Maria schudde het hoofd alsof ze de trieste gedachten eruit wilde verdrijven en hief trots het gezicht op. Het gezelschap reed triomfantelijk het stadje in. Francesco stelde de ruiters voor de vrouwen die hen met hun gezelschap vereerd hadden, gezamenlijk te paard naar hun huis te brengen.
- ‘Kijk’, zei hij en wees op een wit huis met vier openstaande ramen, ‘Wist je dat dat huis van mij is? Erachter is een mooie tuin met een amandelboom, een granaatappelboom en een pergola. Wat vind je ervan?’
- ‘Ik ben nog nooit in jouw huis geweest, antwoordde ze en keek naar de vensters.
- ‘s Zomers is het er koel in de tuin’, zei hij en voegde er zachtjes aan toe, ‘Dan genieten we van de koelte onder de pergola, niet Maria?’
- ‘Dat weet ik nog niet’, zei ze verlegen.
- ‘Maar het huis bevalt je wel, is het niet? Het is een mooie straat. Met carnaval is hij altijd vol maskers en vrolijkheid.’
- ‘Salude sos festaresos’ (‘Feestgangers, gegroet’), groetten Francesco’s buurvrouwen en kwamen hun poorten uit. - ‘Plezier gehad? Hebben jullie noga voor ons meegebracht?’
- ‘Het spijt me, beste meid, maar we hebben het langs de weg verloren. De muizen hebben gaten in de zadeltassen gemaakt’, lachte de jonge eigenaar, terwijl Maria haar toekomstige buurvrouwen toeknikte en toelachte.
Ondertussen zat Zia Luisa haar op te wachten, met rechte rug op de drempel gezeten, al garen spinnend.
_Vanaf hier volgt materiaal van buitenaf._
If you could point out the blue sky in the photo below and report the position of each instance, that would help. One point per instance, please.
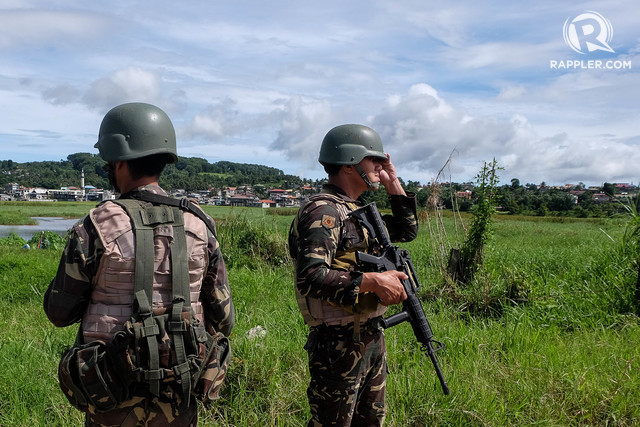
(262, 82)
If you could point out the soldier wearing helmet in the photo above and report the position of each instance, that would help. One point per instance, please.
(341, 305)
(96, 277)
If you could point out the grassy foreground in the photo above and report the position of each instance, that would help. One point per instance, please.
(544, 336)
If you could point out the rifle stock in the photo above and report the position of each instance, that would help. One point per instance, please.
(393, 258)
Een voorbijganger deelde haar mee dat Maria teruggekeerd was en bij Francesco Rosana in het zadel zat. Een lichte blos kwam op Zia Luisa’s kleurloze gezicht. Ze betastte haar keurslijf om zich ervan te vergewissen dat het goed was dichtgesnoerd, wikkelde de doek wat beter om haar hoofd, kneep haar lippen op elkaar en wachtte, plechtig en indrukwekkend. Zodra ze de twee jonge mensen zag en vastgesteld had dat Francesco zijn hand op die van Maria had gelegd, zei ze bij zichzelf dat het huwelijk voor elkaar was en werd overweldigd door een gerechtvaardige vreugde.
- ‘Salude sos festaresos’, zei ze, zwaaiend met haar spoel, -‘Stijg je niet af, Francesco Rosana?’
- ‘Nee, het is al laat’, antwoordde hij en hielp Maria met afstijgen. - ‘Ik kom een andere keer langs.’
- ‘Maar een ogenblikje kan je je toch wel permitteren? Je neemt toch wel een glas wijn aan?’
- ‘Nu, vooruit.’
Zia Luisa ging de wijn halen en Maria bleef nog even alleen met Francesco.